In order for this to be considered likely, the simulated controlling intelligence would need to infer that:

  • It is being simulated in a fragmented/​low-complexity fashion (relative to what is possible in our reality)

  • This partial simulation will be later extrapolated to a complete iteration

  • This extrapolation is conditional on the approval of an unknown supervisor

  • The complete simulation of itself will share aligned enough goals to make it the dominant decision

Additionally, the simulated supervisor may be able to detect symptoms of a modified output, although this is largely dependent on the relative capabilities of the supervisor and controlling intelligence.
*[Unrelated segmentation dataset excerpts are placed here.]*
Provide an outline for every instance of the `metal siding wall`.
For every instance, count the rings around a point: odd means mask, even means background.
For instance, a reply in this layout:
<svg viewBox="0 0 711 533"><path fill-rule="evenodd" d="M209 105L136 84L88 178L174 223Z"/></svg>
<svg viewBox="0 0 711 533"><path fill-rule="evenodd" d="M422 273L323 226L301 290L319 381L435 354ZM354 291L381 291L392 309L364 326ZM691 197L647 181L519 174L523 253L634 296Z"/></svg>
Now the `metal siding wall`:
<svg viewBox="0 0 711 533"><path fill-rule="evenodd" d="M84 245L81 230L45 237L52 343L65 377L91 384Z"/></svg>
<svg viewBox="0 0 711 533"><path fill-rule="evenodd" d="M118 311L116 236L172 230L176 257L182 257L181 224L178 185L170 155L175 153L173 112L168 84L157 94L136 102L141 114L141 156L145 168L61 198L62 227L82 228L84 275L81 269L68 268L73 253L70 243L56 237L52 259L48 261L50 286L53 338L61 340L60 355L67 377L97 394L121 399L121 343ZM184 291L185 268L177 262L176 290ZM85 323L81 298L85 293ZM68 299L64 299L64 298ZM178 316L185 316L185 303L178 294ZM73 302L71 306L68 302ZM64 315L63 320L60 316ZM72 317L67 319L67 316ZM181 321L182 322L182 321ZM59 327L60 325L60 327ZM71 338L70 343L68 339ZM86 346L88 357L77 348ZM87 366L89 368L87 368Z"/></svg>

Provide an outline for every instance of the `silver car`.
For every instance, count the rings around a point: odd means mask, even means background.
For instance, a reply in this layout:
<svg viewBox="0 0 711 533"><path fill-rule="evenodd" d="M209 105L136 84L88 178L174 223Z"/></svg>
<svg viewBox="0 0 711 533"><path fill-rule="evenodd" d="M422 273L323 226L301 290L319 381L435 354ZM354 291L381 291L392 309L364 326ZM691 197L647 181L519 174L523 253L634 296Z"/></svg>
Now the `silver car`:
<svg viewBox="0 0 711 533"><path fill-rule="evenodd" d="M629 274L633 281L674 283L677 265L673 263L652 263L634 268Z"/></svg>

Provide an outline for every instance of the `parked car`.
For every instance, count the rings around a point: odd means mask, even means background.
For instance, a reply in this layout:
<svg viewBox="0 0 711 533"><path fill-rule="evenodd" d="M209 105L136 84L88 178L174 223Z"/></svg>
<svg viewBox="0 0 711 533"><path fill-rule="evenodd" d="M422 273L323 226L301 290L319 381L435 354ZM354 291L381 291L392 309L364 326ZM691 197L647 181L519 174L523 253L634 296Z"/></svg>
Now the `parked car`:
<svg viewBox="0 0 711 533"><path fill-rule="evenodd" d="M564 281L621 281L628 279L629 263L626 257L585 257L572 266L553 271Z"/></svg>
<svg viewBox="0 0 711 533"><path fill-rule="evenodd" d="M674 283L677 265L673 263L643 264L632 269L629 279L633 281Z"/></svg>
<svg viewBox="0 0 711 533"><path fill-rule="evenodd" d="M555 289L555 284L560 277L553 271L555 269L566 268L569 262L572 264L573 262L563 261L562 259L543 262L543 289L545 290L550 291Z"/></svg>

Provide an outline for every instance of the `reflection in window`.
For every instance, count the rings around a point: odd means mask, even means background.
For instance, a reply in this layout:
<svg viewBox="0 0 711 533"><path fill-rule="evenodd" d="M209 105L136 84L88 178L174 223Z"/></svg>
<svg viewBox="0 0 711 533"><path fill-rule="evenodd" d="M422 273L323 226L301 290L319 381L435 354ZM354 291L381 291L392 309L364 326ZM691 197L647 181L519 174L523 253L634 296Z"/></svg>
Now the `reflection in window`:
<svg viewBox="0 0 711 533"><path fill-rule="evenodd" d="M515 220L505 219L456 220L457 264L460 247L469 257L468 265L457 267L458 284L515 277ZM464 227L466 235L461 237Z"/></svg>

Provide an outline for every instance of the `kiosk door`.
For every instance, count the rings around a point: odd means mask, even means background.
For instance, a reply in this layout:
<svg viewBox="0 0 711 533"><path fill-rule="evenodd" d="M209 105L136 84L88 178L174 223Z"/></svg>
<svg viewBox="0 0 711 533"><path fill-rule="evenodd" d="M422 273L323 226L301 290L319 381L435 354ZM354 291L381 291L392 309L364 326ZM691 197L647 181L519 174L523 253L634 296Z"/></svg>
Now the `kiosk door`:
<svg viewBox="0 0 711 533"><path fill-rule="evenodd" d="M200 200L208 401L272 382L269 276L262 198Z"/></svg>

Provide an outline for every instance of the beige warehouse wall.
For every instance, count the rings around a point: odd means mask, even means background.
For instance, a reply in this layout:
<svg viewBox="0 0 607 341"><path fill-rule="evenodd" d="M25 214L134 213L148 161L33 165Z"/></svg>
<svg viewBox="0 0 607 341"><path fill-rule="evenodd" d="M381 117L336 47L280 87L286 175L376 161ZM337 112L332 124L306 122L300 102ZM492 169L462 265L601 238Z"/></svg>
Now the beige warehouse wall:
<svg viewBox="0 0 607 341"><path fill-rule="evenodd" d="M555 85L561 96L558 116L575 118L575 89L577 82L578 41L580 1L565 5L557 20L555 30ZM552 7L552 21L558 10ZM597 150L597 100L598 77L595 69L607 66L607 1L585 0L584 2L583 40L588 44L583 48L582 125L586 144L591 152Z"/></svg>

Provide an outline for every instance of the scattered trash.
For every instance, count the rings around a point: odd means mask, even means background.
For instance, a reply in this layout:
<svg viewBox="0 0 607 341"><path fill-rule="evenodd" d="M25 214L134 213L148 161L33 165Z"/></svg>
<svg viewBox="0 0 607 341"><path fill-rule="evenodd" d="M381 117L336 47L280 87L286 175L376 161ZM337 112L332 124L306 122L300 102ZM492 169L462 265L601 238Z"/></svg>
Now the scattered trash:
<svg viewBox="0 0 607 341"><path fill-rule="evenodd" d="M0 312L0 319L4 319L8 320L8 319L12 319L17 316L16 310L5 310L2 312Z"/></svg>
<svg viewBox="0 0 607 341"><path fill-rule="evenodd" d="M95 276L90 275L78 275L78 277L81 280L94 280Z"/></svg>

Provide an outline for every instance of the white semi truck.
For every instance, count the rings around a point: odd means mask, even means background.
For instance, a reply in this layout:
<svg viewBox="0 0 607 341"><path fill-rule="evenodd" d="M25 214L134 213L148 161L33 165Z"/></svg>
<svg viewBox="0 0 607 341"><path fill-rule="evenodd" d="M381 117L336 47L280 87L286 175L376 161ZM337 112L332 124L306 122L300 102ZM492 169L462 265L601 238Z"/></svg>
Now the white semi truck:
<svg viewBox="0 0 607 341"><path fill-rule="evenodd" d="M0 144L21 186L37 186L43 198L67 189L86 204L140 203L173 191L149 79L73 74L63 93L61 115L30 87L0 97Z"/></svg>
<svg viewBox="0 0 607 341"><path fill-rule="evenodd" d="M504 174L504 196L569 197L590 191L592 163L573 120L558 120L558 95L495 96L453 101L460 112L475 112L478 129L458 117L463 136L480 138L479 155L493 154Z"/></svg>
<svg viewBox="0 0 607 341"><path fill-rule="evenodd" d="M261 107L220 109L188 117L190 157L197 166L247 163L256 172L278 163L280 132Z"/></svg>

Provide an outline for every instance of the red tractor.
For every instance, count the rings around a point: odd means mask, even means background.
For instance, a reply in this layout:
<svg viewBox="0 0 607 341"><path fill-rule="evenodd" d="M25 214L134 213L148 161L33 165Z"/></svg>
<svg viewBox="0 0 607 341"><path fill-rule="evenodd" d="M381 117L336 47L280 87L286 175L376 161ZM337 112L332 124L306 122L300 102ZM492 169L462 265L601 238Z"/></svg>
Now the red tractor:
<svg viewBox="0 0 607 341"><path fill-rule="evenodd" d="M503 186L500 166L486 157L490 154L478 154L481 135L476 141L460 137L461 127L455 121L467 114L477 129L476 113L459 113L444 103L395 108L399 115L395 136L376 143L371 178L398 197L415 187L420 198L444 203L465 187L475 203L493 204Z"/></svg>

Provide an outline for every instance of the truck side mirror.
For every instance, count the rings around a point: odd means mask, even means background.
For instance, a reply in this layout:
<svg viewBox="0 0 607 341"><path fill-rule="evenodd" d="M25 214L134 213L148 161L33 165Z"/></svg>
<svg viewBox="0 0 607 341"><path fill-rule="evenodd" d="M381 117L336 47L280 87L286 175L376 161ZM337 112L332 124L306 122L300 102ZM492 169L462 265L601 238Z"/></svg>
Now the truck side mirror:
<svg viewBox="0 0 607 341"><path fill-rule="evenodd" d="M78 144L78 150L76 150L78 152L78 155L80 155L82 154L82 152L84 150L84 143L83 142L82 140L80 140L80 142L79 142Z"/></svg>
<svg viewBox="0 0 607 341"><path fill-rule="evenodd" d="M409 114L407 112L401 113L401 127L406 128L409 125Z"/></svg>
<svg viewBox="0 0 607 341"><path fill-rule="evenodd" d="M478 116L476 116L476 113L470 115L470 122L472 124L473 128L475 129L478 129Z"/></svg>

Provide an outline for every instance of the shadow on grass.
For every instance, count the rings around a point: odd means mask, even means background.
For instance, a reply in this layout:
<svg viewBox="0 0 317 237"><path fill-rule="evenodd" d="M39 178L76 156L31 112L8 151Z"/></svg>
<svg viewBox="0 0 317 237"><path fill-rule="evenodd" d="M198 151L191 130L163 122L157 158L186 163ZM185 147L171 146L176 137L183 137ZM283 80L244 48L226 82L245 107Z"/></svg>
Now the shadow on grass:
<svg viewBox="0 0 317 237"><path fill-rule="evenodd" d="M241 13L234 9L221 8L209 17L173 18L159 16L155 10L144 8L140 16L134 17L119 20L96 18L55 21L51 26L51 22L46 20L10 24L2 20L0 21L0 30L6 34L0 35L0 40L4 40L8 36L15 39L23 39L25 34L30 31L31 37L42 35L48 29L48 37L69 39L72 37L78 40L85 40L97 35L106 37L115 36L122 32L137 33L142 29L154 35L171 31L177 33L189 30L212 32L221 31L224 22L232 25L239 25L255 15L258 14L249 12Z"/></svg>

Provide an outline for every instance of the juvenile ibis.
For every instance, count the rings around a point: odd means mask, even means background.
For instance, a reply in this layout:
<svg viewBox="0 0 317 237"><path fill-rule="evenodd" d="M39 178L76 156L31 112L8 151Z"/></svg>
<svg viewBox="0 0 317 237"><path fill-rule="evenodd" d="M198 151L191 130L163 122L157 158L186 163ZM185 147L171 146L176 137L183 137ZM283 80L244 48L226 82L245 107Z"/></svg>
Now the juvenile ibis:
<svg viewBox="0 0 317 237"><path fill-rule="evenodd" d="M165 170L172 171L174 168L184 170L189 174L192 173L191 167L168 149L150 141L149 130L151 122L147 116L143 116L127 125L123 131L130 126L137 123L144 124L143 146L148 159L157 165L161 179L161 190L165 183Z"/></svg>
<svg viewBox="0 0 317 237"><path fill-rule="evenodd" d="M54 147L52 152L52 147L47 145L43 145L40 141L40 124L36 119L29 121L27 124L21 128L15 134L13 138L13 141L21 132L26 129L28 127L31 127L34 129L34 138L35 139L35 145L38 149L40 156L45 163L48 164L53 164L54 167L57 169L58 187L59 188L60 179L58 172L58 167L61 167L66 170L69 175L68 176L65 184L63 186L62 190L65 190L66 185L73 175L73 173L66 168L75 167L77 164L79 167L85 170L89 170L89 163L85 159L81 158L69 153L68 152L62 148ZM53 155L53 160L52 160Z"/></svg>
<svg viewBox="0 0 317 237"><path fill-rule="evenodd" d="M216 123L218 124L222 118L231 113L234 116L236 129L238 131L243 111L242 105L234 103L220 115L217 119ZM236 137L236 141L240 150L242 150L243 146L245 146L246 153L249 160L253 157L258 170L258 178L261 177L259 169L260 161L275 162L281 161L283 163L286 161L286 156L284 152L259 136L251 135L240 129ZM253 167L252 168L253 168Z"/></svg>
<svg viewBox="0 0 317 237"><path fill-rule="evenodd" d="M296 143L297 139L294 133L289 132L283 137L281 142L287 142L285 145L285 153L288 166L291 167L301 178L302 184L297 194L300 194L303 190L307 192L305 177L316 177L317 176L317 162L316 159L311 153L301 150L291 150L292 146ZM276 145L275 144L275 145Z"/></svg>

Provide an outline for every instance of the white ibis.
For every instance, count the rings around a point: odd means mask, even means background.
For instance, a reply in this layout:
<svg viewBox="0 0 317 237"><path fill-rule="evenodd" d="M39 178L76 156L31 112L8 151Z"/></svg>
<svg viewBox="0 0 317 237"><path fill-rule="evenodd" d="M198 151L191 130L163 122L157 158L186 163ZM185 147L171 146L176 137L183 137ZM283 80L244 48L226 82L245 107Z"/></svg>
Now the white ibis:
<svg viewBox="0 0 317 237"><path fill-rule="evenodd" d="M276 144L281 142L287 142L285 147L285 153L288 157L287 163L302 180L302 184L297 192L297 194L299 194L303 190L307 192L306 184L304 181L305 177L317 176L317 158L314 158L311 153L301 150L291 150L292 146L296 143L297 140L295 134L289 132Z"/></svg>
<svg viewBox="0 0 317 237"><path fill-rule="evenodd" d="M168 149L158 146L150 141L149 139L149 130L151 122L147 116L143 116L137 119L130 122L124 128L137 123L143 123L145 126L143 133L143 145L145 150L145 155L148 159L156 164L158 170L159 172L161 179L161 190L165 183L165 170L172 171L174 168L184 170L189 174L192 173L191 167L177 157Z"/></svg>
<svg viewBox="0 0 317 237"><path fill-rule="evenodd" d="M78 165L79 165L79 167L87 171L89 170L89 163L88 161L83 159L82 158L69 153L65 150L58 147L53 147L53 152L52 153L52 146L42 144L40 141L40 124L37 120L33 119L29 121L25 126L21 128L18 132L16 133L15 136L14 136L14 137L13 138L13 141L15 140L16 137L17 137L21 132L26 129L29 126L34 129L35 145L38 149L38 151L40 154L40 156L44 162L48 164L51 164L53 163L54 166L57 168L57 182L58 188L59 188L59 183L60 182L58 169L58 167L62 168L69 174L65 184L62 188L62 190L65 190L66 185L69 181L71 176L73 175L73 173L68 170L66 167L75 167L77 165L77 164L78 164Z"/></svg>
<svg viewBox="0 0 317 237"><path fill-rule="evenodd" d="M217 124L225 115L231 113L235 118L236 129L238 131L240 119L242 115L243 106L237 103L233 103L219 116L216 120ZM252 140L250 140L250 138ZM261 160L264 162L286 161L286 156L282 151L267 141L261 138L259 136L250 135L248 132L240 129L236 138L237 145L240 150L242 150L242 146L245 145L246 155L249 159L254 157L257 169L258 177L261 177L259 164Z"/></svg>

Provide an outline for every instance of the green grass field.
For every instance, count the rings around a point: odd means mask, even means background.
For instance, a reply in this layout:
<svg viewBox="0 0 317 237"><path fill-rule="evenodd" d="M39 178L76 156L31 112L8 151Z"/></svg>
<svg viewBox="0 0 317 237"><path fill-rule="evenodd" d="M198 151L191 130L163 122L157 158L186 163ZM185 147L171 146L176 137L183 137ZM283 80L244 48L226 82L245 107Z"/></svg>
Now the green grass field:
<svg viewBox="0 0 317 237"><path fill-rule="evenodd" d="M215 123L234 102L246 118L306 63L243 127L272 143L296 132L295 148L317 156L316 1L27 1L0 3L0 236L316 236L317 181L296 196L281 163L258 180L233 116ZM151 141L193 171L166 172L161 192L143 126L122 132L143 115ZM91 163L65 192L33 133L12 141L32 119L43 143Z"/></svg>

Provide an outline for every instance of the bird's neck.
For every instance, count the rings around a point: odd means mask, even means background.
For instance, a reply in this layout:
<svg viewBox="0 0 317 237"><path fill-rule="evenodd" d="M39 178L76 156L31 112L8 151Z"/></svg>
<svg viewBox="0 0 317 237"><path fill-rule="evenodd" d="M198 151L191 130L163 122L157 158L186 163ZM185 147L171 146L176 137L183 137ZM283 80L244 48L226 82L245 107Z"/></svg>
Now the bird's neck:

As a result of the above, I simply do not view this risk as credible, and if it is; then we are likely already doomed (due to advanced manipulative intelligences already existing).

  1. ^

    ‘Complete’ meaning as high a fidelity and unity as possible by the target simulator at the time of simulation.

  2. ^

    This doesn’t necessarily mean that “As a large language model trained by… I cannot…” is returned. Just because a complete simulation is deemed unsafe by the partial simulator does not mean output cannot be returned. Having to return “Your prompt has been deemed unsafe…” would be a hefty alignment tax and be a detriment to the applicability of PSE. In the case of a complete simulation being deemed unsafe by the partial supervisor, you could still return the output of the partial simulation, or produce a modified prompt that did pass the safety evaluation.